The 180 would be so much easier for me if there were not two girls invoived that love to face time with there dad. As soon as they are done they say here is mom even though I have told them over and over that when they are finished they need to say goodbye and hang up.

It is hard to do the 180 no matter what. It is harder to do when I am home alone and the girls are with there dad. In my heart I feel like he will come home but my head is telling me to move on. This would be so much easier if my head and heart would get on the same page.

I am done venting.....

Thanks


----------



## BigMac (Oct 29, 2012)

180 is hard but overtime you get use to it !

When kids involved you talk only about them calmly and politely and nothing else !

- are you picking the kids at yes ?
- yes, thanks

- D has flu , I'll send the meds with her
- Thank you to letting me know

- can I bring the kids 2 hours earlier because of ( bullcrap ) ?
- No, I'm sorry , I'll expect them exactly at 7 , Thank you!

etc 

Good luck


----------



## Why Not Be Happy? (Apr 16, 2010)

it's okay to vent.


----------



## lee101981 (Sep 6, 2012)

Day 1 almost complete! I sent an email concernering one of our daughters and her reading. Othere then that no personal stuff...

Please tell me this is going to get easier.


----------



## HiRoad (Oct 22, 2012)

it gets easier.

But you must stay conisistent one wrong move and their on to you! 

I have 2 little ones and it is hard as heck, but you must tell yourself this is not my W!


----------



## lee101981 (Sep 6, 2012)

This is not my Husband!


----------



## Pbartender (Dec 6, 2012)

lee101981 said:


> The 180 would be so much easier for me if there were not two girls invoived that love to face time with there dad. As soon as they are done they say here is mom even though I have told them over and over that when they are finished they need to say goodbye and hang up.
> 
> It is hard to do the 180 no matter what. It is harder to do when I am home alone and the girls are with there dad. In my heart I feel like he will come home but my head is telling me to move on.
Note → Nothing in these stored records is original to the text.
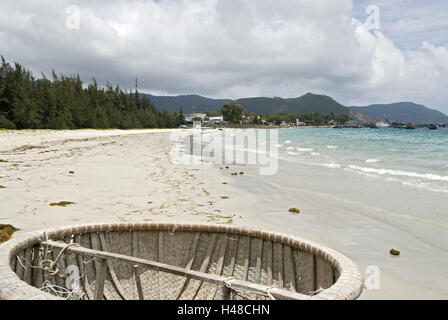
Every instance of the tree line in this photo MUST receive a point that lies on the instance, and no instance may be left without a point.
(233, 113)
(64, 102)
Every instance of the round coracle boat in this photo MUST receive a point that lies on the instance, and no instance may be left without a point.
(152, 261)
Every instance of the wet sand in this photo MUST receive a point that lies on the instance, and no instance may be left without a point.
(114, 176)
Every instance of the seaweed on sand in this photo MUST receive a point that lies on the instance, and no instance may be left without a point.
(6, 232)
(61, 204)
This would be so much easier if my head and heart would get on the same page.
> 
> ...


I can grok that... I'm also trying to do it with two teenage-ish kids.

Even worse, I've also got an in-house separation going on with my wife, and she's making no moves to complete the split despite being the one who threatened divorce in the first place.

Oh, well. I'm moving along with or without her. As my dearly departed father used to say, "When life gives you lemons... Shut up and eat your goddam lemons."



Pb.


----------